An increasing number of people have been arrested or questioned by police on suspicion of growing marijuana at home after purchasing foreign cannabis seeds online, with the seeds slipping past airport customs.

Last year 123 people were arrested or questioned on suspicion of growing marijuana, 3.6 times the number 10 years ago, according to the National Police Agency.

An Agricultural Cooperatives (JA) Niigata employee was arrested in July last year, and the son of former Finance Minister Masayoshi Takemura was arrested in February for growing marijuana at their homes. Both of them bought seeds on the Internet, the police said.

Such seeds are not controlled under the Cannabis Control Law, which bans the possession or growing of marijuana. It is not illegal to possess or sell preemergent cannabis seeds.

When cannabis seeds are brought into Japan, the seeds must be heat-treated to prevent them from being able to germinate. But police and custom authorities have been pondering how to deal with the large number of cannabis seeds that have slipped through customs, sources said.

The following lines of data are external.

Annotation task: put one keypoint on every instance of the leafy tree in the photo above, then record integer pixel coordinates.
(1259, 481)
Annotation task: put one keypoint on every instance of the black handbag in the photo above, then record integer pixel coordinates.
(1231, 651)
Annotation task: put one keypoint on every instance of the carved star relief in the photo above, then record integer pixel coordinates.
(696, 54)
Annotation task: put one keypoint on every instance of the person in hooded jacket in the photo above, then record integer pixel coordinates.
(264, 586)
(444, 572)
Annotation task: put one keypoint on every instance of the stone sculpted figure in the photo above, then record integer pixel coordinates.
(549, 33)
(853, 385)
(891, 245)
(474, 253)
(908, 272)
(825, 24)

There are many Web sites that peddle the seed with advertising messages promising "cheap marijuana," and "high-quality hemp."

Most of them are seeds from foreign countries such as the Netherlands, which has more lenient regulations regarding marijuana. Prices can range from 4,000 yen to 40,000 yen for 10 seeds.

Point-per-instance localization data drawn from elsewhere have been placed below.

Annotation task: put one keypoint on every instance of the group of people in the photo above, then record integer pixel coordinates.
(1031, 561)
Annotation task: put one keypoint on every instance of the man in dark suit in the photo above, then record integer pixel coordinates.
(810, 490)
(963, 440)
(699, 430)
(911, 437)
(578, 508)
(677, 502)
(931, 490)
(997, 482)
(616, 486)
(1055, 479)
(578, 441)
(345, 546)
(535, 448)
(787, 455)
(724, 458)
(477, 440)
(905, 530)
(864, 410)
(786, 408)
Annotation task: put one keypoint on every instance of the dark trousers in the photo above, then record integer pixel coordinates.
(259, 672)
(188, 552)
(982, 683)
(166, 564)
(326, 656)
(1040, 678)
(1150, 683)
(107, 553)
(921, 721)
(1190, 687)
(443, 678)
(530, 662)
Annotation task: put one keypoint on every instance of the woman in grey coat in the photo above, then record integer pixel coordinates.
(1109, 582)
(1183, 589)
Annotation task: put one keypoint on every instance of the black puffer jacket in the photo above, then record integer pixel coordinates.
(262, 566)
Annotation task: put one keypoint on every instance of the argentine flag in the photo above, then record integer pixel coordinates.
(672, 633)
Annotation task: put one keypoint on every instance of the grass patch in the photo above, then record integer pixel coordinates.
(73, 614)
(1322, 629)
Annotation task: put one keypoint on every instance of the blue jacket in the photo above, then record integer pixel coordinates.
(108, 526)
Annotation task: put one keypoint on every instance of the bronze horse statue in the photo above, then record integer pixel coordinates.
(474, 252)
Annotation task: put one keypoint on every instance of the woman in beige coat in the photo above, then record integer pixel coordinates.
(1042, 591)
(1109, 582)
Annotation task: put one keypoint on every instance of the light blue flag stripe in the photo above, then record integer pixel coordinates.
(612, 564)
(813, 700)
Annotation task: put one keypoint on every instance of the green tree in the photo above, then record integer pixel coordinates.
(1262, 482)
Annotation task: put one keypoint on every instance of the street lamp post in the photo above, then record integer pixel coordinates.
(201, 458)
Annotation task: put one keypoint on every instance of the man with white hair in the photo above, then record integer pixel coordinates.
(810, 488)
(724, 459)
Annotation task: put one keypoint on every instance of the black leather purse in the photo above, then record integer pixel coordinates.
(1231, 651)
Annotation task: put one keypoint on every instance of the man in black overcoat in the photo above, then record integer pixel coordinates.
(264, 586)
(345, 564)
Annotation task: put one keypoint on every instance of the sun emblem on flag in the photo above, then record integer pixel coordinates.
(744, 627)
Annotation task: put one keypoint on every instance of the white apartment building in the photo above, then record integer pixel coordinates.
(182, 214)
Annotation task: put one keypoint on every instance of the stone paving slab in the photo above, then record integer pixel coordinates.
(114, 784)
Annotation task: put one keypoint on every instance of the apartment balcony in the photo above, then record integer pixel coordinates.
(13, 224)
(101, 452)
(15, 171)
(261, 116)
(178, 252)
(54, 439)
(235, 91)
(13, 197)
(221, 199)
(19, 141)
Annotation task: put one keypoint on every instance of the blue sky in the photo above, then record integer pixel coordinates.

If the sellers provide the seeds to customers, knowing the intended use is for growing marijuana, the action is considered as a crime.

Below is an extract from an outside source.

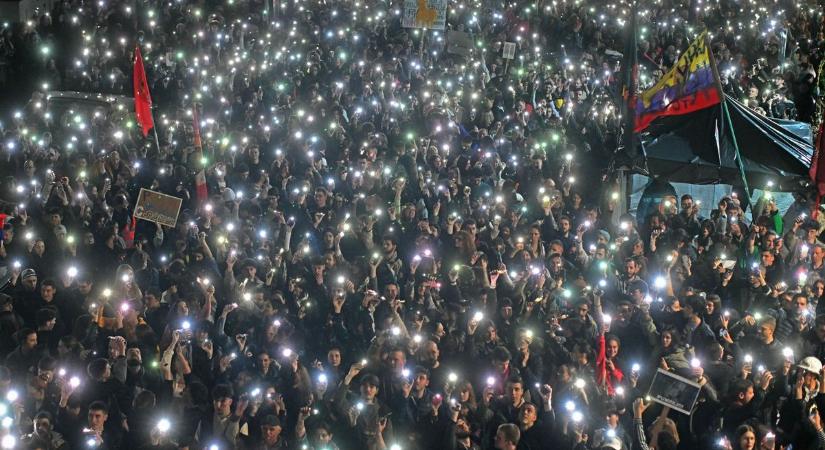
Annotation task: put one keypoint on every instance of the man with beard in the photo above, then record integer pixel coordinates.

But the sites often post notices saying, "The seeds are for ornamental purposes," making it hard to prove criminal intent if the sellers insist they did not know the buyers intended to grow marijuana, sources said.

The law does not control cannabis seeds because they also are used in bird food and for making spices.

But under an Economy, Trade and Industry Ministry regulation, the seeds are required to be heat-treated at customs.

If the seeds are imported without being heat-treated, the offenders could face up to three years in prison for violating the Foreign Exchange and Foreign Trade Law.

However, most cannabis seeds are shipped in unmarked packages and brought into the country via international mail. 
"They don't smell, so they're hard to detect," a customhouse senior official said.

Even when custom officials find hemp seeds that have not been heat-treated, they cannot identify the senders as most of them are from nonexistent companies. Importers also pretend to know nothing, including information about customers.

The agency said it could be possible to build a case over violating the Foreign Exchange and Foreign Trade Law by tracking importers from cannabis growers, though no such case has happened.

http://www.yomiuri.co.jp/dy/national/20071108TDY04305.htm


----------



## THE BROTHER'S GRUNT (Nov 9, 2007)

*Thank you FruityBud that was a good read. :aok: *


----------



## SmokinMom (Nov 9, 2007)

Interesting!


----------